Yo lo siento mucho, pero para las cosas de comer me interesan los siesos, eso que los andaluces llamamos un ‘malaje’, los aburridos que hacen lo que un presidente tiene que hacer. A Gabilondo se le reprochó su tristeza facial más que su programa electoral. A Abel Caballero le pasa lo contrario. Pero si se cumple el axioma belmontiano y se torea como se es, ¿qué pasa si el alcalde de Vigo gobierna como baila? El último político al que vi hacer el ridículo en público bailando, un tal Boris Johnson, ya sabemos dónde está.

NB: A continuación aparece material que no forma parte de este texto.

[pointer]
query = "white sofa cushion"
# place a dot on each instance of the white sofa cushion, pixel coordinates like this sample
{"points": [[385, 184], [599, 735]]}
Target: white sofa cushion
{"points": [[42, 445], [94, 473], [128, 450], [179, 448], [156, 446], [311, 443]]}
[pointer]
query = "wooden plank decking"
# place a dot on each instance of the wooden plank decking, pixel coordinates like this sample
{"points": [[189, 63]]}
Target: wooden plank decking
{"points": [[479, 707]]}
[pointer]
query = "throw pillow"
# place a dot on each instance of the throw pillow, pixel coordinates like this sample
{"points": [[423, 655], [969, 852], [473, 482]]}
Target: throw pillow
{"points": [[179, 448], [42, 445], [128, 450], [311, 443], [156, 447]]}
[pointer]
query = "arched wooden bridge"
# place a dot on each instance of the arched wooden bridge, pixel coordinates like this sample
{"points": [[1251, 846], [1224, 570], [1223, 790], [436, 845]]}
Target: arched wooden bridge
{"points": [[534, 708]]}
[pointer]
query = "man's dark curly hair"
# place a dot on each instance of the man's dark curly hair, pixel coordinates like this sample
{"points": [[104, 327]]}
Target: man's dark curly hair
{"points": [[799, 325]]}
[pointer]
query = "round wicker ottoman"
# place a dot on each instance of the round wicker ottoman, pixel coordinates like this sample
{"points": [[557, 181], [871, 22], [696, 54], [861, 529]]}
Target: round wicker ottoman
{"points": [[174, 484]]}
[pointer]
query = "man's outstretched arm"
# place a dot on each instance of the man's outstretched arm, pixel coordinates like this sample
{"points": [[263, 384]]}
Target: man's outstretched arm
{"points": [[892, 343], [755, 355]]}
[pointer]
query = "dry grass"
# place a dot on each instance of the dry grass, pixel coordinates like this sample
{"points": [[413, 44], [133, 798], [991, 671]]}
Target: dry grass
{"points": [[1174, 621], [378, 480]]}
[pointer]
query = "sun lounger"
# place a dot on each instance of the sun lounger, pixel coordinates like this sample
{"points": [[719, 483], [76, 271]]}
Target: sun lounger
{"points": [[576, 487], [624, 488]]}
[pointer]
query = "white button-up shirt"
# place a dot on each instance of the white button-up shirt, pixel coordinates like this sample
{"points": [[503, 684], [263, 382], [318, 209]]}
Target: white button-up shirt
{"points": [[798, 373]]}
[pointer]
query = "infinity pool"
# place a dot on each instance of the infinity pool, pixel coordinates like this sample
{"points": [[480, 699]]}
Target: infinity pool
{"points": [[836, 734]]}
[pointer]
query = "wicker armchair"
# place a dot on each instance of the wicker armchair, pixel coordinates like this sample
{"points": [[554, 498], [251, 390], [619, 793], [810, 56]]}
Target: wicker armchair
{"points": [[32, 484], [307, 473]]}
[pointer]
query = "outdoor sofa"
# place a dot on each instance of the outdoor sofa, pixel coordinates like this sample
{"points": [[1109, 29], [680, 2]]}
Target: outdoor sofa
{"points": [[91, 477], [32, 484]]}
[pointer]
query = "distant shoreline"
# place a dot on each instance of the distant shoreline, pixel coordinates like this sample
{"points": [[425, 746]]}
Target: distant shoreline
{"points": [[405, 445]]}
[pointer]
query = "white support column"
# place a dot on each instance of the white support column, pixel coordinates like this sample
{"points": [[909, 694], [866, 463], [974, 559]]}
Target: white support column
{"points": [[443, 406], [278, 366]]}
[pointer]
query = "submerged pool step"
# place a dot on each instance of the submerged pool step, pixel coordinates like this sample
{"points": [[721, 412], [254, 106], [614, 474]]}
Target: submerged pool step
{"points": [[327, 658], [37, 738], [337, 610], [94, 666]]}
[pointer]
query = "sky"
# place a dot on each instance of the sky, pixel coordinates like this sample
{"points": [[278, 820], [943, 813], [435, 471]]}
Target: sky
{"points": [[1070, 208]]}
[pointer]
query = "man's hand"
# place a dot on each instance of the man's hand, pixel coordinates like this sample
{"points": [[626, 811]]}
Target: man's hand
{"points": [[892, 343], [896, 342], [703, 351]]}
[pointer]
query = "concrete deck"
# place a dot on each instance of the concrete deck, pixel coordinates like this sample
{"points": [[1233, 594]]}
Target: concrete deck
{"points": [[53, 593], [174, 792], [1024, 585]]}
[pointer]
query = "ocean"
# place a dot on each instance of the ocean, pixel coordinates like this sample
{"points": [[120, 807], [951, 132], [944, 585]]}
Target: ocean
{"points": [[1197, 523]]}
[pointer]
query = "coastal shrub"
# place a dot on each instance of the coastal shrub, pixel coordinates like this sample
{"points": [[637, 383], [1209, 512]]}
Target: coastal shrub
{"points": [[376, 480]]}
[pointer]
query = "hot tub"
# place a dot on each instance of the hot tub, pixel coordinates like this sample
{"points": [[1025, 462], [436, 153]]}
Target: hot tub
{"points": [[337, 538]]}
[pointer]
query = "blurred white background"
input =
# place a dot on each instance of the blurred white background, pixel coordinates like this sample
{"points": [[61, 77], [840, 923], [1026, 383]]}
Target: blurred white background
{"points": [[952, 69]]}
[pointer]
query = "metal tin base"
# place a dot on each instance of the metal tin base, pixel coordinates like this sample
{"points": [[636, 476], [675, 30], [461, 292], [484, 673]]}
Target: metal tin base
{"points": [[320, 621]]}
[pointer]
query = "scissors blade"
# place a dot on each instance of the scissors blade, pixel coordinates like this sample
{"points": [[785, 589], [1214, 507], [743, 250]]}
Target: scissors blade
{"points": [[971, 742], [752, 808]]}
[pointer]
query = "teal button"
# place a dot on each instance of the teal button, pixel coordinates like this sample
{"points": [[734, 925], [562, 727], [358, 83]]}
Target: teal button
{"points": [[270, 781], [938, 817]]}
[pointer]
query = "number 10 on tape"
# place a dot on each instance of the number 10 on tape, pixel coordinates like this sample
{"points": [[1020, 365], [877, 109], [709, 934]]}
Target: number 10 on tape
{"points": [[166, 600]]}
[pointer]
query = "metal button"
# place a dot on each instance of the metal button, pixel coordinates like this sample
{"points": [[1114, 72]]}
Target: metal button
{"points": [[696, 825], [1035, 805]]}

No es comparable, es cierto, porque al menos Caballero se peina.

Sé que la reflexión es frívola, pero siempre me pregunté qué esperaban los británicos de alguien que sale a la calle sin peinarse. Tampoco sé qué pueden esperar los vigueses de un arrítmico que se atreve a bailar break dance. Ni los cántabros de un verborreico que opina con naturalidad de la gasificación de biomasa para producción de gas de síntesis.

No se engañen, lo de Caballero es un claro acto reflejo defensivo. Le ha pasado como al diestro que en su última oportunidad en la Maestranza se metió en la cuna del toro a la desesperada. Al primer amago del pitón, el torero sacó el culo del atolladero. Se movió indebidamente y un buen aficionado, que lo trincó al vuelo, se lo hizo saber sobre el hondo silencio de la plaza: «Aaaaaaaay». Caballero, epítome de nuestro folclore político que este año ha vuelto a ponerse su traje de luces navideñas, nos ha demostrado lo dificilísimo que es quedarse quieto.